Oh, good, it's not just me.
I've found a very small number of other books, but the one book that I tend to actually recommend to teachers is Teach Like a Champion . I'm not a fan of the title, but the actual content is -- shocking! - actually useful, actionable techniques.
They talk about their research methodology towards the beginning, but the nutshell version is that they found great teachers ( which, if I recall, they defined as teachers whose kids improved, and stayed improved ) and found what techniques they had in common.
A decent chunk of stuff is things you likely already know -- for example, tight transitions = good -- but it goes into some examples of ways to tighten up transitions, as well as similar routines that we might not think to teach explicitly, but will save headaches if you actually do ( example: how to put your paper in your folder to take home, how to hand out papers. It seems silly, but as an elementary teacher I have to actually explicitly teach ' take one, pass the rest back ' to my class every year. The fact that I don't tend to have straight lines of desks means I actually plan 'paper paths' so everyone gets one. )

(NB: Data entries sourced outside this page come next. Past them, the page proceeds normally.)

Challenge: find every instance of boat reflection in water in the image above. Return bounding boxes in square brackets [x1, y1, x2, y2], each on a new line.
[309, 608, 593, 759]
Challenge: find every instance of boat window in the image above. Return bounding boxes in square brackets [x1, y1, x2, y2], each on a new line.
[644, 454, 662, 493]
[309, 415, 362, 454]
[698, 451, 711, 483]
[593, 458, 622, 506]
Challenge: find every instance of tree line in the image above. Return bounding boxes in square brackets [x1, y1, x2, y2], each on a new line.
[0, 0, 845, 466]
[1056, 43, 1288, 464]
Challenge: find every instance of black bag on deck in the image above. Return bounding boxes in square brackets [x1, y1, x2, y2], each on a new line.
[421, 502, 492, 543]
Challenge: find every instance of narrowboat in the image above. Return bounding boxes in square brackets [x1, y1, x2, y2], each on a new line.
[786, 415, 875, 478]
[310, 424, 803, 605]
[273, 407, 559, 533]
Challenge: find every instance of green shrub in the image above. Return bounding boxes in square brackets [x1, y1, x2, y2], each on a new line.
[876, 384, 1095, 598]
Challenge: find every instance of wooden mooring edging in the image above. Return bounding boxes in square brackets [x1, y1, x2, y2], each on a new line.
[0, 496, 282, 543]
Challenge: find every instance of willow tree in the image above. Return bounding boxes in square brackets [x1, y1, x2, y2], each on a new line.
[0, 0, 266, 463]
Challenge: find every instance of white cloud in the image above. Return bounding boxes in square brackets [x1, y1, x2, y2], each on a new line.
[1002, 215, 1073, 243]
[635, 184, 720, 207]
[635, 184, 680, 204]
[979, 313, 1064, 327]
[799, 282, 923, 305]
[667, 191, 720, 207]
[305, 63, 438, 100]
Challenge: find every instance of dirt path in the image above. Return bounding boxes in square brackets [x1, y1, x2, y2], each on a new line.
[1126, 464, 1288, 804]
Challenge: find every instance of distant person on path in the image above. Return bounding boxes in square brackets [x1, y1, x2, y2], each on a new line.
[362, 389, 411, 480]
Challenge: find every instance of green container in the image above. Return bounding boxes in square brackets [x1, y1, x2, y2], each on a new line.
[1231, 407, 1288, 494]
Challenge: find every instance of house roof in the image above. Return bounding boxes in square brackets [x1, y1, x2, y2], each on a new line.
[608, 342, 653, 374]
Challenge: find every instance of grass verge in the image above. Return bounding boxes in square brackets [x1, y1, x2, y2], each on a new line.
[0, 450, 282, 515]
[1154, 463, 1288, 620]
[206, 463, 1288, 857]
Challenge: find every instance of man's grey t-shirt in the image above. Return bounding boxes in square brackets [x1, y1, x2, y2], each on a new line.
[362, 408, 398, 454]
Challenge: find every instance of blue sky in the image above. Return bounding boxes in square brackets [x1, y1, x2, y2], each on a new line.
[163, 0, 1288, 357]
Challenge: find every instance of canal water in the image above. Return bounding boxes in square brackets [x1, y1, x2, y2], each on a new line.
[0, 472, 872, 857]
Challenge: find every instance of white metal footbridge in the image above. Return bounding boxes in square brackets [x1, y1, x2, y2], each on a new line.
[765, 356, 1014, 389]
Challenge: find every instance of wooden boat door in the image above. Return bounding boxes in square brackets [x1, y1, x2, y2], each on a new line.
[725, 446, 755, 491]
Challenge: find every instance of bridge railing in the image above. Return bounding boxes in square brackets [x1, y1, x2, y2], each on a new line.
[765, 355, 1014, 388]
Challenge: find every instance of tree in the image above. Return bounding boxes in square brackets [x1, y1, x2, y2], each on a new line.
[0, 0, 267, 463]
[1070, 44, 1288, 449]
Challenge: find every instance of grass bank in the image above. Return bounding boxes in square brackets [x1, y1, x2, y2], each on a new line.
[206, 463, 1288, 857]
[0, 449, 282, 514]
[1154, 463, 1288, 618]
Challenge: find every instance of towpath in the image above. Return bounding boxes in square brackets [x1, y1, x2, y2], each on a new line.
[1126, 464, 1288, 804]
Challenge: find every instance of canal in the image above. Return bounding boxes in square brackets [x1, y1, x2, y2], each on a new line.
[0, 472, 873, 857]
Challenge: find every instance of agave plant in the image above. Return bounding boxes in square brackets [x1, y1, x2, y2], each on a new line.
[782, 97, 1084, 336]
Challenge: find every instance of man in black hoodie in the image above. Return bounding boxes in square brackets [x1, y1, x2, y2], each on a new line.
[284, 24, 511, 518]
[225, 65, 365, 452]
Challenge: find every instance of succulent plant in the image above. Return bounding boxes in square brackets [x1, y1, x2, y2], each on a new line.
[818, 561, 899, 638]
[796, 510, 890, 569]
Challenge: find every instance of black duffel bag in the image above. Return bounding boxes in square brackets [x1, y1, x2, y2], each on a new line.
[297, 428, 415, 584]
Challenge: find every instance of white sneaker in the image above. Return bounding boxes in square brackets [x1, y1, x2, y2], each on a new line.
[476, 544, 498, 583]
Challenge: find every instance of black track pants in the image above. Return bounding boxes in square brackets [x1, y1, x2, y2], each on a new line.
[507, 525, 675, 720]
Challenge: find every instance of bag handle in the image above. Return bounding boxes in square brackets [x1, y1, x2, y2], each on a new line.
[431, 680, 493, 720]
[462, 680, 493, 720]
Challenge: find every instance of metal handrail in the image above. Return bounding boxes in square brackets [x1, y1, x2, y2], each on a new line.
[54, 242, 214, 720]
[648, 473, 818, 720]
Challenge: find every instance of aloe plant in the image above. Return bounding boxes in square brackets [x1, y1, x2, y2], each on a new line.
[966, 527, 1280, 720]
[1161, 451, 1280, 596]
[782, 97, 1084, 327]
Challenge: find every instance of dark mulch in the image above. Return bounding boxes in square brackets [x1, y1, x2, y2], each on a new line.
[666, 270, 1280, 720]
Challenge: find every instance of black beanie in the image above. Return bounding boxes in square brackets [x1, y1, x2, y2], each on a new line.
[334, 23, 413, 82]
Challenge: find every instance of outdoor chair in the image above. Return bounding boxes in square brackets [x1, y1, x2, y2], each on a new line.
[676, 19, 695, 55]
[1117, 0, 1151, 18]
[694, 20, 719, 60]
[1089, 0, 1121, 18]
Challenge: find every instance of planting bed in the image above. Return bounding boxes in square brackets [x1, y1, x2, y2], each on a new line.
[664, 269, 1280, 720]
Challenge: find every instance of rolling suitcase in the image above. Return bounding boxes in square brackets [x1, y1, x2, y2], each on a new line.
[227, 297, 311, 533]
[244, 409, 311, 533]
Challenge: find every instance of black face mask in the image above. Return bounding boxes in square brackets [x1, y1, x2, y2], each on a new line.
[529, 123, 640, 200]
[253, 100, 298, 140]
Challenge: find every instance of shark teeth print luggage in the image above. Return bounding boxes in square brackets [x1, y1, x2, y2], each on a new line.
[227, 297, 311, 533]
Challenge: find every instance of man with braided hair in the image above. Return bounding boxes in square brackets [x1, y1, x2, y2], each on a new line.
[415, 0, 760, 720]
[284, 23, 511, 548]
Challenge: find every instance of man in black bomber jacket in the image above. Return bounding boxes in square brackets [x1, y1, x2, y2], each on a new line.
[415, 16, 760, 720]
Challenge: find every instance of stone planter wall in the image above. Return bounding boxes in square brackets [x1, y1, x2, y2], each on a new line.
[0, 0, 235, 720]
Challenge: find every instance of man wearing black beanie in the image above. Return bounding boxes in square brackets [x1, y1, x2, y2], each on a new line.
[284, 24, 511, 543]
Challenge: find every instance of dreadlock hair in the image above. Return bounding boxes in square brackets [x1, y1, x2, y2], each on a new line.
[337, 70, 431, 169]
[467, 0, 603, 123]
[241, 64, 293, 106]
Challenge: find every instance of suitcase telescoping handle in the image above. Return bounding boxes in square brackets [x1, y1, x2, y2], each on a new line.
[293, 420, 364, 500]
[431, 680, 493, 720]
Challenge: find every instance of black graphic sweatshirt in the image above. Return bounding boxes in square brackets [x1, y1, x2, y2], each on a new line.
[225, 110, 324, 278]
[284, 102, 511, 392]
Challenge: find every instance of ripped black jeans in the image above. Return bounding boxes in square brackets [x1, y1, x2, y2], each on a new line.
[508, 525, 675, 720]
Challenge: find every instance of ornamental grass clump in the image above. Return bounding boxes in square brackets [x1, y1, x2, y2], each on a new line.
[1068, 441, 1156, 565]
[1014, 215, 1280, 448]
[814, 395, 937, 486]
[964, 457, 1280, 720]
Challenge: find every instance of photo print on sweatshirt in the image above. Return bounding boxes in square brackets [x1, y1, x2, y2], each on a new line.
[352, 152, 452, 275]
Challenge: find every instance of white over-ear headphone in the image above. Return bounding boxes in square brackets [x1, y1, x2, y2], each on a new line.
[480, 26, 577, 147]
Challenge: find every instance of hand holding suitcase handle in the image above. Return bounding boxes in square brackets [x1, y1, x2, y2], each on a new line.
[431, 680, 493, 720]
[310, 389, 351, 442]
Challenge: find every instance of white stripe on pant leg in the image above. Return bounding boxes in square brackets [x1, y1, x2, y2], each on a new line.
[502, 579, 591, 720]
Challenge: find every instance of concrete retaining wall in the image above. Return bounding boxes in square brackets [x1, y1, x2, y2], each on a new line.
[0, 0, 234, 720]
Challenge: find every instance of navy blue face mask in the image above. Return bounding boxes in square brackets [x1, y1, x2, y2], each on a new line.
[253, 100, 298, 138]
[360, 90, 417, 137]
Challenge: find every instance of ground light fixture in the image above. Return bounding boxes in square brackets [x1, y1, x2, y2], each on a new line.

Another example is equally simple but was a ' oh, duh ' moment for me -- putting the kids name at the end when asking a question. ( " What's 5x5 Johnny?" instead of " Johnny, what's 5x5?" ). I tend towards it naturally, but it was a reminder that no, that stuff can actually matter.
No worries! :)
Now I've given it a little bit more thought, one of the contributing factors towards the 'yes' attitude might be that those types of teachers are more inclined to pick up a prac student, so they perpetuate the yes culture.
Aside from saying no, and perhaps picking up this book here, don't hesitate to drop your teaching load. I dropped to 0.8FTE after my first year and it had a massive impact on my mental health and lesson quality - And depending on your tax bracket it might not make that much difference to your pay either.
If you work in the country, in the right town, you can also get free or subsidied goverment housing. It's a huge convience not having to deal with finding a house, applying, making sure it's habitable, etc, before moving to a new place.
And if you're in subsidied housing any rent you do pay is salary sacrificed. If you didn't know, that means it comes out of your income before you pay tax.
In my case I had a 60% subsidy, with my contribution of the other 40% being $250/week. I was about $80 ahead per week.